Further, understanding the nature of video experiences themselves is mission critical. Not all video experiences are created equal, and therefore cannot be used to achieve identical – or even similar - ends.
Put loosely, an online video experience can be broken down in two ways:
1) As transportation
2) As education or information
A transportational video experience – aka “Get me outta here!”– occurs when a viewer engages with online video in order to be swept away and consumed by the media experience. The program is the end in itself.
This can be in the form of a bite sized SNL clip parodying Sarah Palin designed to wipe momentarily the world’s woes (or in the case of the Palin clip, accentuate them but with humor). It can also take the form of longer format programming such as Lost, Heroes and Desperate Housewives, where traditional broadcast programming is repurposed for the web. In both cases, the viewer is looking to be entertained and to be immersed in the world of the show, and to receive a familiar experience sweetly reminiscent of turning on the TV or going to the movies. In this zone, the viewer will probably be reachable by ads, albeit passively. Not to abandon the program right in the throes of Peter Petrelli being flung from a window by Sylar in Heroes, but to hear the message and, if it resonates, potentially look for more information afterwards or otherwise hold the information in the psyche, filed for when it is needed when it comes time to pick brands and make purchases. In this instance, the effect of advertising is ‘soft’, and more likely to result in benefits such as increased brand awareness, brand lift and – ultimately – a purchase.
An educational or informational video experience on the other hand – aka “make me smarter, more interesting, informed or otherwise more able to be competent at something” – occurs when a viewer actively seeks out information that can be shared in video format.
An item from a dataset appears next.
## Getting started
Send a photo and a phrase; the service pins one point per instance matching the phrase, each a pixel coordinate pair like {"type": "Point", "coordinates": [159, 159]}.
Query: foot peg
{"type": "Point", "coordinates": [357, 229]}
Here, the video is the means to an end – be it news information, cooking a meal, picking a travel destination, learning how to play the guitar. Something is shared with the viewer that he/she didn’t know prior to watching, and the viewer is in “action mode”.
Ads can become highly targetable – and content can encourage the type of engagement that prompts the person to do something – with this kind of programming. Imagine that you were researching or planning a holiday to Mexico, and wanted to see some video clips about the beaches along the Caribbean Coast, or the best cabanas. Targeted to this video, is a special overlay for Expedia offering cheap flights to Cancun. Or an offer for a package deal vacation, or 3 night stay in a beachfront cabana. Or even for travel insurance. The chance that the video experience would cause you to act is far greater than if you were treated merely as if you were part of a mass audience, none of your likes/dislikes or intentions discernible from the next person. Similarly, the viewer that avidly watches how-to-play guitar videos might be a great target for live concert deals or real-life guitar lessons, having already put up their hand and shown interest.
The takeaway here is this: the size of a network measured via streaming numbers is important to show scale and the potential reach through video advertising. Audience demographic profiles are also crucial in getting past “streaming” and to the people who are actually capable of being reached. But there is also a lot to be said for understanding both the content and the context of videos when considering this aspect of a campaign, in order to optimize the information that audiences are already volunteering about what they’re up for, and what they’re into.